I just found a post about “The Adventures of Salwa” on “Stop Street Harassment“!
“The Adventures of Salwa” was created by Lebanese feminist group Nasawiya as a campaign against sexual harassment in Lebanon. I first discovered Salwa at a Lebanese cinema and was pleased that clips of Salwa were broadcast before the beginning of films.
I have witnessed sexual harassment in both Lebanon and France; sexual harassment is not flattering nor pleasing, it is offensive and makes women feel uncomfortable and unsafe. I wish an initiative similar to “The Adventures of Salwa” was taken in France to replace the deprecating and sexist advertisements we see every day on television and elsewhere. Here are a few that I remember seeing recently – unfortunately they are only a micro-sample of the kind of sexism that is too widely visible and accepted over here.
This ad is for an online shopping website:
[Translation of the dialogue:
– Your dress is very nice.
– Thank you – order on Zalando, they have a good choice of clothes and shoes. We all order there. See Julie’s dress (the woman on the chair)? It’s from Zalando. Isn’t it great?
– Quiet! Stay on the floor!]
“Hurlez de plaisir” meaning “scream out of pleasure”…
A car ad:
[Vous voulez? Vous pouvez. = You want? You can.]
In these advertisements women are depicted as downright stupid and artificial. You might also notice the implicit sexual connotation of each of the slogans. These slogans are associated with distorted images of women and repeated to viewers regularly. Women are not only about appearances and these ads encourage street harassment; they project the idea that women are commodities or objects one may have fun with.
“Stop Street Harassment” has a “harassment map” where people can tag a location and describe how they have been harassed (unsurprisingly we are talking mostly about women here…). The location tags are not representative of the countries where there is the most harassment (users connect to the website and tag themselves randomly) but it is obvious that the phenomenon is spread worldwide.
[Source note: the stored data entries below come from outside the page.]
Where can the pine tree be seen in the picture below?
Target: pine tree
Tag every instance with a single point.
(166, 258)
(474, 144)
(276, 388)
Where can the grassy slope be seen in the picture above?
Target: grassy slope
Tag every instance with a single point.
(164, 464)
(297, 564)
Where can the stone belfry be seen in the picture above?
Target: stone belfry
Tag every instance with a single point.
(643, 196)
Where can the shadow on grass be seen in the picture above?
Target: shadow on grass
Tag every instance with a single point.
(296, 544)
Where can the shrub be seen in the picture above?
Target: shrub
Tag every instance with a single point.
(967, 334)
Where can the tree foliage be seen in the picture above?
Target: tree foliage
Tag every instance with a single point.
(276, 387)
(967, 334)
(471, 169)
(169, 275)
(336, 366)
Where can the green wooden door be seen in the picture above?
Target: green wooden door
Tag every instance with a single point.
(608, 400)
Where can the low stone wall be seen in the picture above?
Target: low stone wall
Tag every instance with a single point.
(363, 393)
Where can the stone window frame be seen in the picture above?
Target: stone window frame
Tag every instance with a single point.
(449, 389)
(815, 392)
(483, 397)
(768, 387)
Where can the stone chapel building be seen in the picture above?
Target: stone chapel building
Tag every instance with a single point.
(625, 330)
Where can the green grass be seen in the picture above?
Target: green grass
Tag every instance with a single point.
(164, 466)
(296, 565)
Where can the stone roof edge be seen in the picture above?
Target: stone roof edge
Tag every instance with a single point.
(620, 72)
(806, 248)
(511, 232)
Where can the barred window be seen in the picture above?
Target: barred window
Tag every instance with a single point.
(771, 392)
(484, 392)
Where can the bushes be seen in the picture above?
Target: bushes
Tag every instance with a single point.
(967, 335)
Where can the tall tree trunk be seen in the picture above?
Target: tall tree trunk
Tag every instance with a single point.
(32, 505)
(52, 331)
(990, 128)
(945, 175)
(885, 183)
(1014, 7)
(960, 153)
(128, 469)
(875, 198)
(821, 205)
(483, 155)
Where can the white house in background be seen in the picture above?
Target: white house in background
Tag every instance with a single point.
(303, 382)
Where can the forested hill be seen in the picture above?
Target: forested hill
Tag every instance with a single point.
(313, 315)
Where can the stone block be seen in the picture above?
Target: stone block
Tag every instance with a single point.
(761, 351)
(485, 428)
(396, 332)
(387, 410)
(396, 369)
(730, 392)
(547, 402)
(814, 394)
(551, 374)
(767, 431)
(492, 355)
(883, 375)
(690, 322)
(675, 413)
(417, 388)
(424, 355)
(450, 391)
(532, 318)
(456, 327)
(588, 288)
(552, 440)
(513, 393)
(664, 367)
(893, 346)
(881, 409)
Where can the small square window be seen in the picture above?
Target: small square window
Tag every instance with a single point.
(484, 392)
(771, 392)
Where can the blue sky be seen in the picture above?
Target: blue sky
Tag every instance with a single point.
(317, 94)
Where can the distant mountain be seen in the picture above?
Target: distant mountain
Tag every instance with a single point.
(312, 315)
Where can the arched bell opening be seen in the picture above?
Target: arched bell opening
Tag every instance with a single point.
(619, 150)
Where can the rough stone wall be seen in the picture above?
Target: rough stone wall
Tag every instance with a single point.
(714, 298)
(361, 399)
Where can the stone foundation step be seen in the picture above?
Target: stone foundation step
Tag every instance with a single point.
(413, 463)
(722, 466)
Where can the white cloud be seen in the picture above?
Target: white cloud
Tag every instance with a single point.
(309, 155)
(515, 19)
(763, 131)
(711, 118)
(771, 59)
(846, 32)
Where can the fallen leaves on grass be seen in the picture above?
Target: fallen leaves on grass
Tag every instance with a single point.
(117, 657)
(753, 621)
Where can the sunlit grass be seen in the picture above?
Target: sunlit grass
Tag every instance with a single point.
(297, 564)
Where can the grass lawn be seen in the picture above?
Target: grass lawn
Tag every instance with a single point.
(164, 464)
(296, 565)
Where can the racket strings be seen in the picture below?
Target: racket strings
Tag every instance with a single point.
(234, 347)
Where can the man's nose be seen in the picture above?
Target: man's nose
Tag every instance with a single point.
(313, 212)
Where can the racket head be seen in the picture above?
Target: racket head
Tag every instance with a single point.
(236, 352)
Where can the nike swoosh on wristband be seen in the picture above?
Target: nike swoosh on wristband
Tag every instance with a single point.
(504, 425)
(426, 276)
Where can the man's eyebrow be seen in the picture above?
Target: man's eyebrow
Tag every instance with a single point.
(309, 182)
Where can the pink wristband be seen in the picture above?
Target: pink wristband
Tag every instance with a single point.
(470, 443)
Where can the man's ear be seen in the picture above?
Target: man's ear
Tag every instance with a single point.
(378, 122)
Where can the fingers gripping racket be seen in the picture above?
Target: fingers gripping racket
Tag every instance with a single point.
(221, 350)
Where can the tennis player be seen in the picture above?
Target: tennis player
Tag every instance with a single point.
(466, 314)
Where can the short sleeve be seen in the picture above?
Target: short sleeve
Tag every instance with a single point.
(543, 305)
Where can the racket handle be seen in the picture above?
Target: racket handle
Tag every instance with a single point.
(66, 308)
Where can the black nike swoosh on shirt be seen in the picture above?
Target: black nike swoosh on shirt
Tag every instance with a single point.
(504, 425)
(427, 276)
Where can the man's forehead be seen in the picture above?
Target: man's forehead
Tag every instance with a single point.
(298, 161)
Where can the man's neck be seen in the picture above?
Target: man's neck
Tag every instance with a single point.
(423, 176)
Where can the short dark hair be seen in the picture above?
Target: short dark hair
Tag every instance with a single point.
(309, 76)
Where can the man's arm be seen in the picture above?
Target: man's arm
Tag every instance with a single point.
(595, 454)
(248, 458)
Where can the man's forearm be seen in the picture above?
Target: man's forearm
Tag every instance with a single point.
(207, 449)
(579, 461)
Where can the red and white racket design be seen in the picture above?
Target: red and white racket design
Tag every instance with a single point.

Another interesting feature of the website is the emphasis on collaboration with men (“male allies“). If men are not the only perpetrators of sexism, working on respecting women more needs to be done with them and not against them.
Let us all respect our women!
After a selection in Cannes earlier this year, Lebanese director Nadine Labaki’s new film “Where do we go now?” is finally out and about in France. Films are released on Wednesdays here and I am surprised that it is released in France before it is in Lebanon (date of release: 22 sept.). Labaki is a young and promising film director/actress who impressed me with her first film Caramel. Caramel’s women were subtle and their characters just felt right. I remember it as a touching movie.
“Where do we go now?” is also about women. Women in a mountain village who fight against the sectarianism of their husbands and sons (Christians against Muslims). The women are strong, humorous and smart. Young or old they are remarkable women and Labaki’s feminist streak is always welcome in the film world! The women use all kind of tricks to unite the men – I will not detail those in case you would like to see the film – while more serious issues about religious divides and the violence that follows are depicted.
If, like me, you do not like to hear critiques of films or books before discovering them yourself, you might want to skip what follows!
“Where do we go now?” is filmed very well, the acting is impeccable within the script and the idea of uniting women for a second time but in a different setting is an idea I quite like. Yet, there are a few elements that I also disliked. The first was that the divide between Christians and Muslims living in the same village (a cohabitation not very common in Lebanon as most villages or cities are predominantly of one religious community) is introduced abruptly. If Labaki wants to bring up the issue of sectarianism, a more subtle, mounting tension would have been more efficient and also, more credible.
Also, the narrative lacks coherence and this is partly due to the fact that Labaki is too present as an actress. Labaki’s character is the owner of a café and the film gives the impression that her love story with the worker renovating the café will be central to the narrative. However, halfway through, she switches focus to follow the tragic events a mother from the village is confronted with. This mother becomes the main character and really is the most gripping one. Finally, the pace of the story is uneven as we are rushed from one event to another, without enough time to fully know the village and its inhabitants.
Overall, the film deserved to be a little more polished and could have been much more striking and anti-sectarian in that sense. This being said, I think the film may appeal to different sensibilities, especially in Lebanon where, different generations might relate in various ways to Labaki’s work. Labaki is still bringing forward a new genre and I am sure we will soon discover other new films of hers as potent as Caramel.